Imogen froze at the words. “The News of London. West’s newspaper.”
Georgiana nodded. “We passed the information to Duncan West for release.” The countess stood, wavering on her feet. Georgiana stood with her. “My lady, please, you should sit until the doctor arrives.”
“Not West.”
The words, filled with shock and something dangerously, disturbingly close to fear, struck deep. Georgiana shook her head. “My lady?”
“West has been in his pocket for years.”
Georgiana froze. Hating the way the words struck. Hating the fact that she knew, without question, without hesitation, that the countess told the truth.
Bourne’s report earlier in the day.
West at the Worthington Ball, at the Beaufetheringstone Ball, on the sidelines because he could not dance—speaking to the earl.
She should have known it. Should have seen it . . . that Tremley and West were partners in some strange, perverse play.
It could not be true.
Why not? It would not be the first time she’d thought she knew a man. It would not be the first time she thought she loved a man.
Except she did not think it this time.
She knew it.
And so the betrayal hurt infinitely more.
Memory flashed, the night he came to the club and revealed her as Anna. The threat she’d goaded him into issuing.
I shall tell the world your secrets.
She didn’t want to believe he would do it, but suddenly, she did not know him.
Who was he?
She crossed her arms tight over her chest, resisting the urge to grab the lady by the shoulders. Resisting the pain that flared high and tight. “Do you have proof?”
Imogen laughed, the sound high-pitched and wild. “I don’t need it. The earl has boasted about it for years. Since before our marriage. He tells anyone who will listen that West is his lapdog.”
Georgiana pulled back from the word. Lapdog.
It did not sound like Duncan. She could not imagine him lying down for anyone, let alone such a monster as Tremley. Collusion with the earl would mean that Duncan knew everything—Tremley’s treasonous activities, his penchant for hitting his wife, his black soul.
It did not seem right.
But here the countess sat, bloody and bruised, more than one part of her broken, Georgiana had no doubt, and she told the tale of Tremley and Duncan as cohorts.
She was transported to the night she’d met him as Georgiana, on the balcony, when he’d removed a feather from her hair and painted it down her arm, across the skin of her elbow, making her wish she was bare to the tickling touch. To him.

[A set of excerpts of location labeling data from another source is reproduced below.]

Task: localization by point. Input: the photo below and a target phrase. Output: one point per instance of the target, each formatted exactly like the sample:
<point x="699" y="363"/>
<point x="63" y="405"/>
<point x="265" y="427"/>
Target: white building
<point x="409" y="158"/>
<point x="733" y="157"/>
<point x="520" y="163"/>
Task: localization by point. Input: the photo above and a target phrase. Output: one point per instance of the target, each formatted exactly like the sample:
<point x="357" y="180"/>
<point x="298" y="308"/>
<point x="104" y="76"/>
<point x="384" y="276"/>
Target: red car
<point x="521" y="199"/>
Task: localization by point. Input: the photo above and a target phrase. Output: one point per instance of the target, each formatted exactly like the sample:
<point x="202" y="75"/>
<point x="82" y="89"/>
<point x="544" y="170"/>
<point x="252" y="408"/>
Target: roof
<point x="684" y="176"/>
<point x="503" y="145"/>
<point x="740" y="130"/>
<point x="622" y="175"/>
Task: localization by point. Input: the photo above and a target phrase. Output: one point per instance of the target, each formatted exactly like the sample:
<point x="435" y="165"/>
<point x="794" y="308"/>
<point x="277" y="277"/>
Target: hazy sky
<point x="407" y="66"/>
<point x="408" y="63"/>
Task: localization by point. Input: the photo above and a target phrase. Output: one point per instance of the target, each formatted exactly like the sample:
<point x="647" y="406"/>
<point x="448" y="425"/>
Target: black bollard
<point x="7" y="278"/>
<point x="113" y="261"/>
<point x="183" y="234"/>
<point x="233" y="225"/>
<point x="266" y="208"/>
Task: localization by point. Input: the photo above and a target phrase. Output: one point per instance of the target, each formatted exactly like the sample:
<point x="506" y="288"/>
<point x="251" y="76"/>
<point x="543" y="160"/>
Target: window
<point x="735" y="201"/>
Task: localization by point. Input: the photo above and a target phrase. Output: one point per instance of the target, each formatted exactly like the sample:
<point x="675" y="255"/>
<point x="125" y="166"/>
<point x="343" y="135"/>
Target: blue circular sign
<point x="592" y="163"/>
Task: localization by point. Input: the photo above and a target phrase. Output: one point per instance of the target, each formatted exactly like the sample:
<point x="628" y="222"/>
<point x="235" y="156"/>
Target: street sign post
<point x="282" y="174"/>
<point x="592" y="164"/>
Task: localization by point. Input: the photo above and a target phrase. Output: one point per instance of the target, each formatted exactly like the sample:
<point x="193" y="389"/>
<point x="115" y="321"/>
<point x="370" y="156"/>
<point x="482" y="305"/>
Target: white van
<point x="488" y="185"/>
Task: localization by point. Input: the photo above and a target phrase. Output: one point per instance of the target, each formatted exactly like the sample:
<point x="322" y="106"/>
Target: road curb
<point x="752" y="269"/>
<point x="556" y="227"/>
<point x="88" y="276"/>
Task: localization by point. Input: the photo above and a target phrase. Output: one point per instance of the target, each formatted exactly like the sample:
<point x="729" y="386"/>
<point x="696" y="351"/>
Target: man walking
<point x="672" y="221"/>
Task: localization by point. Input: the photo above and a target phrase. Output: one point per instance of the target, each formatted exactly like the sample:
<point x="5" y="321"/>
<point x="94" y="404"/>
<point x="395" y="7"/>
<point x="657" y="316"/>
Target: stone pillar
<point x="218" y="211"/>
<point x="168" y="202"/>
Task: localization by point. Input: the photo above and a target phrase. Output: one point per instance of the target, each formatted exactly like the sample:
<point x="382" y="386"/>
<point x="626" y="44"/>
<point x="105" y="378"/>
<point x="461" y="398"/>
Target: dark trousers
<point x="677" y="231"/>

Wouldn’t you rather know precisely with whom you are dealing?
The question had been so forthright, and she’d given herself over to it. To him. Telling herself that she knew fact and fiction, truth and lies.
She knew good men, and bad.
And then he’d come to her club. Followed her there.
On purpose? Dread came with the thought. Was it possible he’d followed her? Was it possible he’d known from the beginning that she was two instead of one? That she was both Anna and Georgiana?
Was it possible he’d always intended to use her to get whatever Chase might be able to find on Tremley? Was it possible that he would use this woman? Collateral damage in whatever battles the earl fought?
Christ.
He’d kissed her. He’d touched her. He’d come a heartbeat from promising her a future.
But he hadn’t promised her any kind of future.
In fact, even as he’d lain her bare and made love to her, he’d told her they had no future together. As I am . . . we are impossible.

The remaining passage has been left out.